On a more positive note, I am glad to see that the government are moving away from the idea of large public housing estates and attempting to spread their properties more diversely, both geographically and in terms of the kind of dwellings they purchase. This should bring positive effects. There are reductions in the kind of antisocial and violent behaviour that often occur in large public housing estates. There are examples in the city, and there are much more celebrated examples in places like Melbourne, where they built, as they were nicknamed, the Bolte towers of Richmond. They are still there. They are full of Vietnamese gangs, crime, drug dealing and the like. They were a mistake in the seventies when they were put up; they should never have been constructed in any community because they just lead to dreadful situations. I am pleased the government is saying, “We are getting away from this approach.”

There are more options for tenants and greater flexibility to accommodate people with different public housing needs if you do not just have these standard, uniform multi-dwelling facilities. I do not think that large-scale public housing is either necessary or the solution to housing problems in the ACT. It is certainly my preference to see people encouraged to enter the private market whenever possible and become autonomous from the government. Even though I know that the opposition have criticised the new land rent scheme, to me it gives some group in Canberra a chance to get into the housing market. Anything we can do to give people their own sense of autonomy, their own home, even with limitations in their financial position, I think is a good step forward for people’s self-respect.

Where public housing does exist, it is crucial to ensure that Housing ACT enforces proper standards to ensure that residents are not negatively affected by bad tenants.

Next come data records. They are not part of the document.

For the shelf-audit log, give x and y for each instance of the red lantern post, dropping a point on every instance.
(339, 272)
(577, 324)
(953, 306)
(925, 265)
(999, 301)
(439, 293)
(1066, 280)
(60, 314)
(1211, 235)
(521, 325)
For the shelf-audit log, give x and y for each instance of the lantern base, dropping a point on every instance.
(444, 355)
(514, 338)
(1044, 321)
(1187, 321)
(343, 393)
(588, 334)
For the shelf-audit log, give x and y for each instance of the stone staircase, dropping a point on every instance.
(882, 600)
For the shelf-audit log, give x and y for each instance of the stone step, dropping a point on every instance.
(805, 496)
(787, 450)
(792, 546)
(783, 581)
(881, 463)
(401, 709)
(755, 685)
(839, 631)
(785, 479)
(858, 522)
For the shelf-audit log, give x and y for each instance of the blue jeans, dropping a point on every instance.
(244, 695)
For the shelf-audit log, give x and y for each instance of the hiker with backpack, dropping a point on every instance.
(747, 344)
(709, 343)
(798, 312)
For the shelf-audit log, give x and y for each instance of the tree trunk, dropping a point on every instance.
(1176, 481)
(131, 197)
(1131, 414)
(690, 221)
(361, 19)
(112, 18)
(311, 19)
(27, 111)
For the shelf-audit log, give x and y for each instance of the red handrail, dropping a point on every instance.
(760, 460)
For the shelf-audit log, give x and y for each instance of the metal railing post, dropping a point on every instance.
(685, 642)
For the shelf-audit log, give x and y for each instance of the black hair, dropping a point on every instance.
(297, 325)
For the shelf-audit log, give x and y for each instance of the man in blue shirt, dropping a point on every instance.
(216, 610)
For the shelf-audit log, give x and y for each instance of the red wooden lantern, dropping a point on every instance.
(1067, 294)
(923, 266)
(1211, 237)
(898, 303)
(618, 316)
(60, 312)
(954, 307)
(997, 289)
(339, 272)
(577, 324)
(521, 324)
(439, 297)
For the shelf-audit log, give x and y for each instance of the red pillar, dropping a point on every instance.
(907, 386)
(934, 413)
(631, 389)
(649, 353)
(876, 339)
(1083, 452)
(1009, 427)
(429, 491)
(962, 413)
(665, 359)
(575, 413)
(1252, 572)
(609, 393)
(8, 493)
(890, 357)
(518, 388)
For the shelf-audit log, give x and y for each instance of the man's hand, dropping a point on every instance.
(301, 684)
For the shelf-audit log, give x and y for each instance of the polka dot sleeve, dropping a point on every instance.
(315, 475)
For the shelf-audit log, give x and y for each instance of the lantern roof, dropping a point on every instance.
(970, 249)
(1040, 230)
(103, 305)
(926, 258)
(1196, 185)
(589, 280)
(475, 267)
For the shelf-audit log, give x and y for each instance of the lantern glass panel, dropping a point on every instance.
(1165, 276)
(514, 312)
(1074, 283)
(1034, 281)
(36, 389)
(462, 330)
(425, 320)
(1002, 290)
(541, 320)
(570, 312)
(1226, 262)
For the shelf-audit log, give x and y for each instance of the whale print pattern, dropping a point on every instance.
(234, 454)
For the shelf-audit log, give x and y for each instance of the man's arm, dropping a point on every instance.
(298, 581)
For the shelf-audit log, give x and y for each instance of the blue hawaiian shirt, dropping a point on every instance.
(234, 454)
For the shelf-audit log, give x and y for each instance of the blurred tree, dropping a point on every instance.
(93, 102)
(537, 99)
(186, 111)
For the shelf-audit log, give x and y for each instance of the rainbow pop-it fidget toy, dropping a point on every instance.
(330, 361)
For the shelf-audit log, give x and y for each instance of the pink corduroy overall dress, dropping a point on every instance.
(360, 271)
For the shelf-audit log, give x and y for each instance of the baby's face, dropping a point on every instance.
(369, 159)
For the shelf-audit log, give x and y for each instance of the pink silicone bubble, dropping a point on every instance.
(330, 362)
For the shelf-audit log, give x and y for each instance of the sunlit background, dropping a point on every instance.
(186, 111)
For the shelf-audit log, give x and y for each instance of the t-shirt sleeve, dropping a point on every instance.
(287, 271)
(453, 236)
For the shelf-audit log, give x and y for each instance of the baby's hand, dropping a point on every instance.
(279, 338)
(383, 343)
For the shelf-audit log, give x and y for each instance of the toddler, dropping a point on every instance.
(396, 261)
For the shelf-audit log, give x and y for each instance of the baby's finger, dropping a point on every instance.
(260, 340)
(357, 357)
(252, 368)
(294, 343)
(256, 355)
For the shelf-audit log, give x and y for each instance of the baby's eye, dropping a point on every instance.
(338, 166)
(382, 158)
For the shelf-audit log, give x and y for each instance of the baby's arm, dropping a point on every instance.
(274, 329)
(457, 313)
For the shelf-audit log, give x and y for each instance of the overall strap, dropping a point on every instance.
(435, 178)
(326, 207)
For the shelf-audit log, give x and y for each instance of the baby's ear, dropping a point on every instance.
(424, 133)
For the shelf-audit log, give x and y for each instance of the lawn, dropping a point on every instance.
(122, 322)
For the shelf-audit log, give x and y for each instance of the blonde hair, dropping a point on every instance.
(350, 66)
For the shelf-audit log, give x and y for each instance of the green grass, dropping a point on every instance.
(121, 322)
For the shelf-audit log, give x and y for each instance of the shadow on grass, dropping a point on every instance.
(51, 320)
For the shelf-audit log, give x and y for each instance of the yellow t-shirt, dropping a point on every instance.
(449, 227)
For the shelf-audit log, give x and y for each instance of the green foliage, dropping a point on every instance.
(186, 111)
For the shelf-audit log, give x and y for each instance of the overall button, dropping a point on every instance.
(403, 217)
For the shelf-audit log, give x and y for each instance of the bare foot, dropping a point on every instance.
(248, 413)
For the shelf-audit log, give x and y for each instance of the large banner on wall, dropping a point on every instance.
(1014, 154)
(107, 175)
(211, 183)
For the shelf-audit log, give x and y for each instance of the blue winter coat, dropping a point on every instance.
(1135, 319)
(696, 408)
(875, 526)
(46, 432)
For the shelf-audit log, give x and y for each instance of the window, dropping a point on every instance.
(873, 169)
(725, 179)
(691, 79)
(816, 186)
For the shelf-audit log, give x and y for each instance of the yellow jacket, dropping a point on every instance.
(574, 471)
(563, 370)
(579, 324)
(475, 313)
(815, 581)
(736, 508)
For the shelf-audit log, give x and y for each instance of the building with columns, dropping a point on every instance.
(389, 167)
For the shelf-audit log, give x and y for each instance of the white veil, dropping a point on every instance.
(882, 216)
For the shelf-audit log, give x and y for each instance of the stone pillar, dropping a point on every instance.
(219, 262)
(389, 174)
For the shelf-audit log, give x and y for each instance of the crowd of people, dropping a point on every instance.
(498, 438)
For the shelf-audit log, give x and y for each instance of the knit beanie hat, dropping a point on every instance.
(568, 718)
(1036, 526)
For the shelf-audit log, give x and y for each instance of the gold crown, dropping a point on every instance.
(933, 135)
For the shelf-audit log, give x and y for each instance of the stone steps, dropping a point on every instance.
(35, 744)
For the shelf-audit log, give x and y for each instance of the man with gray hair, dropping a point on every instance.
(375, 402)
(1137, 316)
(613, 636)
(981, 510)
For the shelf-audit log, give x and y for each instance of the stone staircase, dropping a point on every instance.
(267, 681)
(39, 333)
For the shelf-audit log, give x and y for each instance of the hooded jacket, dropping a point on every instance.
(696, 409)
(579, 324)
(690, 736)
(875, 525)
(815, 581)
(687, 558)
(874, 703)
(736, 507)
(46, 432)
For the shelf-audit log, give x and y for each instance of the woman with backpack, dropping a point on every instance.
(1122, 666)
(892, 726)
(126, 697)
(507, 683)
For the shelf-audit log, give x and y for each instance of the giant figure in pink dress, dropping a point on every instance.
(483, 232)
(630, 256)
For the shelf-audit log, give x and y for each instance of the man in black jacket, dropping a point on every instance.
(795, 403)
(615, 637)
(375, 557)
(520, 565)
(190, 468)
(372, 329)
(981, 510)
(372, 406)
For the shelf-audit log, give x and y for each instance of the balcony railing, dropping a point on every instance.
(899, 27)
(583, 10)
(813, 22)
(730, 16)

There are certainly opportunities for further reform in this area. However, I am glad to see that the government is moving away from the previous model of large-scale public housing concentrated in large complexes.

MR PRATT (Brindabella) (10.00): I have a number of very significant concerns that need to be put on the record on the issue of public government provided housing. The government has a responsibility to select tenants for government housing who are most needy but who also can be trusted to be good neighbours. Good neighbours do not have to be extroverts—they can keep entirely to their own private lives—but they should at least be peaceful, law-abiding and respectful of others.